A partir da publicação desta coluna na quarta-feira, 26 de outubro, tudo indica, portanto, que teremos ainda quatro dias de agonia, conscientes do risco que o país estará correndo. Quando escrevo, no sábado à tarde (22/10), parece que a “incerteza máxima” irá perdurar pelo menos até domingo, 30 de outubro, à noite, no momento em que os votos válidos apurados indicarem que um dos candidatos atingiu a maioria absoluta. Haja coração!

A 46ª Mostra Internacional de Cinema, iniciada há uma semana (20/10) em São Paulo, prossegue até 2 de novembro. Como acredito ter ocorrido entre 6 e 16 de outubro no Festival do Rio, no caso do evento cinematográfico paulistano a simultaneidade com os dez dias finais do segundo turno e o desfecho da eleição também deve afetar o tempo disponível dos cinéfilos, além de sua tranquilidade para apreciar os filmes da Mostra.

Inconvenientes circunstanciais agravados por terem sido programadas apenas sessões presencias, deixando de oferecer acesso via plataforma de streaming. O Festival carioca e a Mostra paulistana abrem mão, desse modo, de se firmarem como os acontecimentos culturais de alcance nacional que chegaram a ser durante a pandemia, voltando a se restringir ao âmbito municipal.

Belo exemplo em contrário oferece o Festival de Cinema Italiano no Brasil a ser realizado de 4 de novembro a 4 de dezembro, em 38 cidades do país, com sessões online e presenciais e uma programação de respeito, incluindo filmes inéditos e clássicos. Informações em https://festivalcinemaitaliano.com/.
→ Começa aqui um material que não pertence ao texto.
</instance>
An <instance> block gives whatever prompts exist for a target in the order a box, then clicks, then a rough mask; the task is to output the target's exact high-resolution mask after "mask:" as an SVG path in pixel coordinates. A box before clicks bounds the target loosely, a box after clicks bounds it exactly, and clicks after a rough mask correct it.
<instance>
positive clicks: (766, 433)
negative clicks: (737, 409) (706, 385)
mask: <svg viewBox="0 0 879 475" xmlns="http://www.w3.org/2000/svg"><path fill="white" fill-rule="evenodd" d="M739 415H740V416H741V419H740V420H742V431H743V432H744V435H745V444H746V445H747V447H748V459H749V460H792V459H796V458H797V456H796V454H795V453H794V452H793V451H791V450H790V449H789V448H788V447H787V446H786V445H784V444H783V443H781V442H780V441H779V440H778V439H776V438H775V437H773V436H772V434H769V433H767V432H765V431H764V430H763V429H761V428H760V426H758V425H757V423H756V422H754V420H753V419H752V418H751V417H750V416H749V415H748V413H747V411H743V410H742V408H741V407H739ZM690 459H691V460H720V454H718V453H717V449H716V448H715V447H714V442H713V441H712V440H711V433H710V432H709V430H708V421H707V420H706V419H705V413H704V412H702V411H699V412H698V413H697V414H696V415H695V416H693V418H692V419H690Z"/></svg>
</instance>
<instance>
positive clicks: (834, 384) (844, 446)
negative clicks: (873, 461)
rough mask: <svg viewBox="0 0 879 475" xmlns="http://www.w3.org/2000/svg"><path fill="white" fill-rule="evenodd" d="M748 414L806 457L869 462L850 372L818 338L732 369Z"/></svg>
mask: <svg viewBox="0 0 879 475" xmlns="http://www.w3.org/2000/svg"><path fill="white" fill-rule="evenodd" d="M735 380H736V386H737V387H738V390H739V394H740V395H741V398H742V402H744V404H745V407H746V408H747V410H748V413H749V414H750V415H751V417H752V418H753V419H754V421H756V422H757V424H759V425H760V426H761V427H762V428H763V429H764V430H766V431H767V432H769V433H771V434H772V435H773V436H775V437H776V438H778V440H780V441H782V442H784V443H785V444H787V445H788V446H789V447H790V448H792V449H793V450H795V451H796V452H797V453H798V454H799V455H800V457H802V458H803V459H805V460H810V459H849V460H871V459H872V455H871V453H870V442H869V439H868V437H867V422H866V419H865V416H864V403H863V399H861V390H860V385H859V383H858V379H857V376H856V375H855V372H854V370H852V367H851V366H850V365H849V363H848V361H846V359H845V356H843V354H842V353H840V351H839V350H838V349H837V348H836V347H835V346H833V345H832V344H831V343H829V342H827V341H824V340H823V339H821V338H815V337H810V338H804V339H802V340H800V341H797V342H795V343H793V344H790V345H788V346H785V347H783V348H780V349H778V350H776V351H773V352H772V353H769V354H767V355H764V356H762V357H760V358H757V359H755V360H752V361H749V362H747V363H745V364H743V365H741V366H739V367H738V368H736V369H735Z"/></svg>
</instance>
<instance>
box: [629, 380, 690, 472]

Haverá razões ponderáveis para não disponibilizar ao menos parte da programação do Festival do Rio e da Mostra através de streaming, suponho. Mesmo assim, creio que essa opção deveria ter se tornado obrigatória após a experiência bem-sucedida durante a pandemia.

 

Paloma (2021), de Marcelo Gomes, exibido ontem (25/10), volta à tela amanhã (27/10) em São Paulo, na 46ª Mostra Internacional de Cinema, e estreará em 10 de novembro no circuito de salas. O filme, inspirado na história real de Paloma da Silva, com roteiro escrito por Gomes em parceria com Armando Praça e Gustavo Campos, foi premiado no Festival do Rio como melhor longa-metragem da mostra Première Brasil, tendo recebido ainda os prêmios de Melhor Atriz, atribuído a Kika Sena, e o Prêmio Félix de Melhor Filme, concedido a obras com temática LGBTQIA+.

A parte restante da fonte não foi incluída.